SUARAINDONEWS.COM, Jakarta-Sidang lanjutan gugatan masyarakat Aceh yang tergabung dalam Gerakan Masyarakat Aceh Menggugat (GeRAM) terhadap Qanun Rencana Tata Ruang Wilayah (RTRW) Aceh dengan agenda pembacaan putusan (29/11), dinyatakan Ketua Hakim Ditolak. Sebelumnya (18/11) putusan gugatan ditunda Ketua Mejelis Hakim Pengadilan Negeri (PN) Jakarta Pusat, Agustinus Setyo Wahyu.
Dengan demikian keputusan ditolaknya gugatan GeRAM terhadap Menteri Dalam Negeri, Gubernur Aceh, dan Dewan Perwakilan Rakyat Aceh (DPRA) yang tidak memasukkan Kawasan Ekosistem Leuser (KEL) ke dalam Rancangan Tata Ruang Wilayah Aceh (RTRWA) 2013-2033 (Qanun Aceh No.19/2013), telah diputuskan di tingkat pertama ini.
Sebelumnya GeRAM telah menghadirkan sejumlah bukti, fakta, dan saksi ahli untuk mendukung gugatan yang sudah dimasukan. Saksi ahli yang dihadirkan yaitu, mantan Menteri Lingkungan Hidup, Emil Salim yang dalam keterangannya mengatakan Kawasan Ekosistem Leuser (KEL) harus masuk RTRW Aceh.

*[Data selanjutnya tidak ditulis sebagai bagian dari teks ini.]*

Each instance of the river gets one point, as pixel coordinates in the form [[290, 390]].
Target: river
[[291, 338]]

Selain menghadirkan pula mantan hakim Mahkamah Konstitusi RI, Prof. Maruarar Siahaan yang dalam persidangan menyebutkan, Menteri Dalam Negeri, Gubernur dan DPR Aceh telah melakukan perbuatan melawan hukum terkait RTRW Aceh.
Sementara itu, Menteri Dalam Negeri dan Gubernur Aceh tidak bisa menghadirkan saksi ahli, hanya DPR Aceh yang bisa menghadirkan saksi ahli.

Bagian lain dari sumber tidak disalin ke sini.